The NHR of mH2A interferes with SWI/SNF and ACF nucleosome mobilization. Conventional H2A and NHR-H2A nucleosomes were reconstituted by using a 255-bp fragment containing the centrally positioned sequence 601 (19). (A) SWI/SNF mobilization of H2A and NHR-H2A nucleosomes. Both types of nucleosomes were incubated for 45 min at 30°C in the presence of increasing amounts of SWI/SNF and ATP. Mobilization of the histone octamer was revealed by EMSA on 5.5% native polyacrylamide gels. The center- and end-positioned nucleosomes and free DNA are indicated on the left part of the figure. (B) Time course of the SWI/SNF-induced mobilization of conventional H2A and H2A-NHR nucleosomes. The nucleosome solutions were supplemented with ATP and 0.5 μl of SWI/SNF and incubated for the indicated time. The nucleosome mobilization was arrested by apyrase treatment, and the reaction mixtures were stored on ice until they were loaded on the gel. The central- and end-positioned nucleosomes and free DNA are indicated. (C) Mapping of H2A and H2A-NHR nucleosome positions after treatment with SWI/SNF. Both types of particles were incubated for 45 min at 30°C in the presence of increasing amounts of SWI/SNF as indicated. Then, the mobilization reaction was arrested by apyrase treatment, the samples were digested with exonuclease III, and the digestion products were run on an 8% denaturating gel. Stars indicate the radioactively labeled end of the DNA used for the reconstitution. (D) ACF is unable to mobilize H2A-NHR nucleosomes. Conventional H2A and H2A-NHR nucleosomes were reconstituted by using a 241-bp fragment containing the end-positioned sequence 601. Reconstituted conventional H2A and H2A-NHR nucleosomes were incubated for 45 min at 30°C with increasing amounts of ACF in the presence of ATP and run on a 5.5% native acrylamide gel.
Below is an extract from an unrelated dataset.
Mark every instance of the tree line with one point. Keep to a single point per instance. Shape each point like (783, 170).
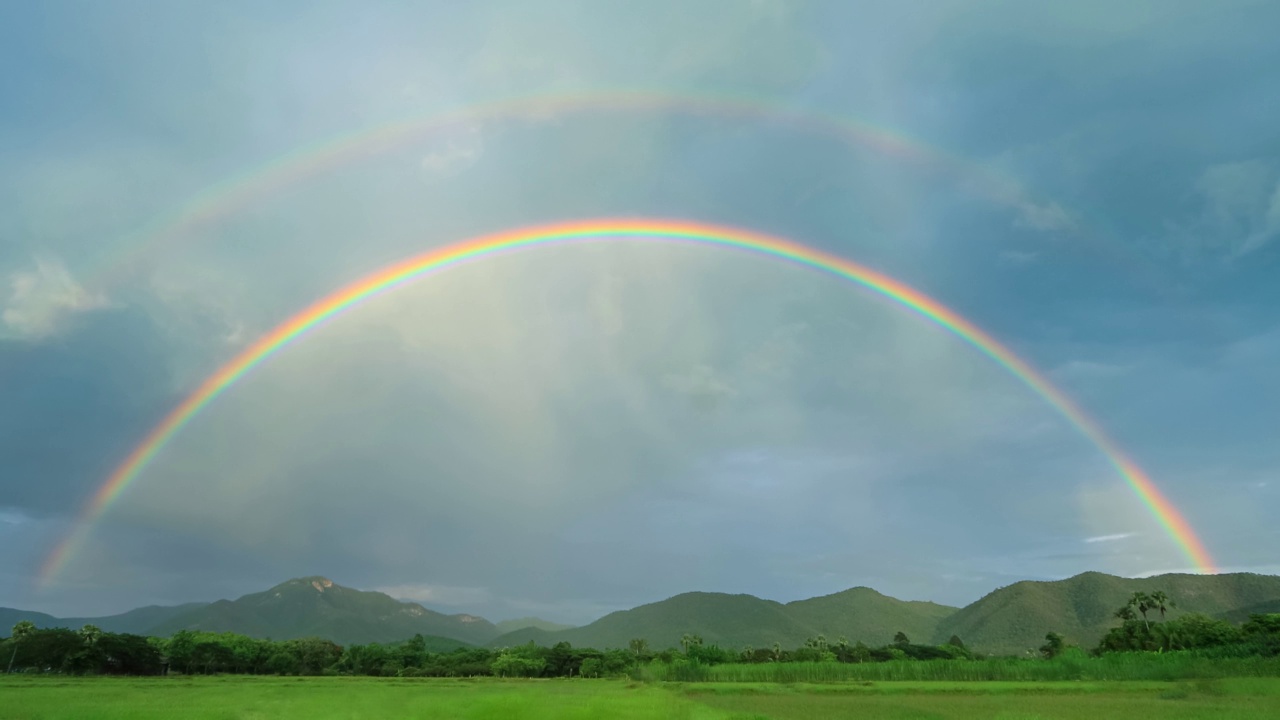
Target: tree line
(1143, 628)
The center- and end-positioned nucleosomes and free DNA are indicated. nt, nucleotide; M, a marker for the molecular mass of the transcripts.

FIG. 7.

The NHR of mH2A interferes with SWI/SNF nucleosome remodeling. Conventional H2A and H2A-NHR were reconstituted on a radioactively end-labeled 152-bp DNA fragment containing the Xenopus borealis 5S RNA gene. Increasing amounts of SWI/SNF were added to the nucleosome (nuc) solutions, and the remodeling reaction was carried out for 40 min at 30°C. After digestion with DNase I, DNA was extracted and subjected to an 8% sequencing gel. The position of the DNase I cleavage repeat is indicated on the left part of the figure. The DNase I digestion pattern of free DNA is shown in lane 7. The diamond designates the dyad axis of the nucleosome.